PyExample-MCP#

This example shows how to implement a minimal MCP server for a hypothetical PyAnsys library named PyExample.

Project structure#

The very first step is to create the project structure. This example uses a standard Python package layout with a src directory:

pyexample-mcp/
├── pyproject.toml
├── README.md
└── src/
    └── pyexample_mcp/
        ├── __init__.py
        ├── __main__.py
        ├── server.py
        └── context.py

Once the structure is in place, you can start implementing the server.

Define the context#

It is recommended to define a custom context class that inherits from ansys.common.mcp.context.PyAnsysBaseAppContext. This context will hold any shared state or resources needed by your MCP tools.

File: src/pyexample_mcp/context.py

# Copyright (C) 2025 - 2026 ANSYS, Inc. and/or its affiliates.
# SPDX-License-Identifier: Apache-2.0
#
#
# Licensed under the Apache License, Version 2.0 (the "License");
# you may not use this file except in compliance with the License.
# You may obtain a copy of the License at
#
# http://www.apache.org/licenses/LICENSE-2.0
#
# Unless required by applicable law or agreed to in writing, software
# distributed under the License is distributed on an "AS IS" BASIS,
# WITHOUT WARRANTIES OR CONDITIONS OF ANY KIND, either express or implied.
# See the License for the specific language governing permissions and
# limitations under the License.

"""Context for PyExample MCP server."""

from dataclasses import dataclass, field
from typing import Any, Optional

from ansys.common.mcp import PyAnsysBaseAppContext


@dataclass
class PyExampleContext(PyAnsysBaseAppContext):
    """Application context for PyExample MCP server.

    Attributes
    ----------
    example_instance : Optional[Any]
        The connected PyExample instance
    simulation_results : dict
        Storage for simulation results

    """

    example_instance: Optional[Any] = None
    simulation_results: dict = field(default_factory=dict)

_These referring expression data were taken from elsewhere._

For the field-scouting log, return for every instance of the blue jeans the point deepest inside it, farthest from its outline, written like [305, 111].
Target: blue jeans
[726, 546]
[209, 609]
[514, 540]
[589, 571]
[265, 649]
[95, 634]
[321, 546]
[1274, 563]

The context holds shared state accessible from all tools. See Architecture for details on context management.

Implement the server#

The server class inherits from ansys.common.mcp.server.PyAnsysBaseMCP and implements the required methods to handle incoming requests.

File: src/pyexample_mcp/server.py

# Copyright (C) 2025 - 2026 ANSYS, Inc. and/or its affiliates.
# SPDX-License-Identifier: Apache-2.0
#
#
# Licensed under the Apache License, Version 2.0 (the "License");
# you may not use this file except in compliance with the License.
# You may obtain a copy of the License at
#
# http://www.apache.org/licenses/LICENSE-2.0
#
# Unless required by applicable law or agreed to in writing, software
# distributed under the License is distributed on an "AS IS" BASIS,
# WITHOUT WARRANTIES OR CONDITIONS OF ANY KIND, either express or implied.
# See the License for the specific language governing permissions and
# limitations under the License.

"""MCP server for PyExample."""

from ansys.common.mcp import PersistentPythonSession, PyAnsysBaseMCP
from ansys.common.mcp.logging_config import get_logger
from pyexample_mcp.context import PyExampleContext

logger = get_logger(__name__)


class PyExampleMCP(PyAnsysBaseMCP):
    """MCP Server for PyExample.

    This server enables AI assistants to interact with PyExample
    for simulation and analysis workflows.
    """

    def __init__(self, launch_mode: str = "local", timeout: int = 60, *args, **kwargs):
        """Initialize PyExample MCP server.

        Parameters
        ----------
        launch_mode : str
            Launch mode for PyExample ('local' or 'remote')
        timeout : int
            Connection timeout in seconds
        *args : tuple
            Additional positional arguments passed to parent class
        **kwargs : dict
            Additional keyword arguments passed to parent class

        """
        self.launch_mode = launch_mode
        self.timeout = timeout
        super().__init__(*args, **kwargs)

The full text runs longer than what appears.